The city is surrounded by hills, on many of which rest thousands of homes, in both developed complexes and slum settlements. However, the Malin tragedy has brought to light that the PMC is far from prepared were any disaster to strike here. In fact, the corporation had never carried out any study to gauge which areas in the city could be at risk from similar incidents.
Pushed into action by the recent landslide, the state government has ordered all corporations in the state to conduct a survey of the hills in its jurisdiction, said PMC Commissioner Vikas Deshmukh.
The officials have no specific details about the population residing in or near the hilly areas in the city. “Out of the total city population 37 per cent reside in slums. Exactly how many from that percentage reside on hilltops or slopes is yet to be figured out,” said Deshmukh.
Prashant Waghmare, PMC city engineer said, “We are initiating a preliminary survey to figure out the danger-prone areas in and around the city.
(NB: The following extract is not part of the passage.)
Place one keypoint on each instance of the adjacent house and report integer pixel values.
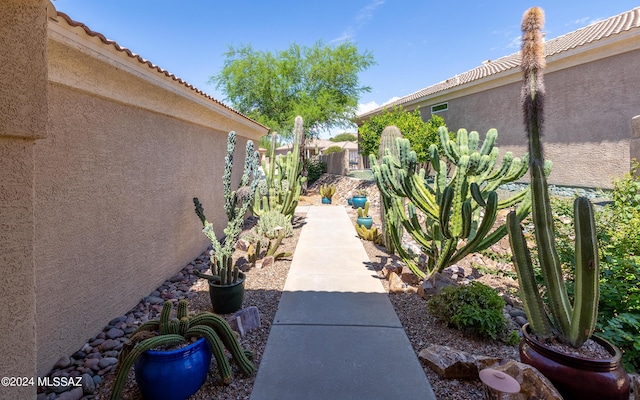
(592, 83)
This survey will give us all the details through which we can decide the further course of action.”
mid-day’s report on Friday (Disaster waiting to happen in heart of Pune, August 1) had highlighted how as many as 170 houses in the Ramnagar area in Yerwada were under severe threat from a landslide, while the PMC had done
nothing but send repeated eviction notices.
Fortunately, PMC’s disaster management cell seems to have a better grasp of the situation. “We are consistently conducting follow-ups, and with the help of the ward office, have been sending notices to residents in the Ramnagar area, where 170 houses are near a hillock. Besides Ramnagar, parts of Kothrud, Narhe Ambegaon, Dhankawdi, and especially areas with stone mines, are at greater risk of landslides,” Ganesh Sonune, PMC disaster management officer said.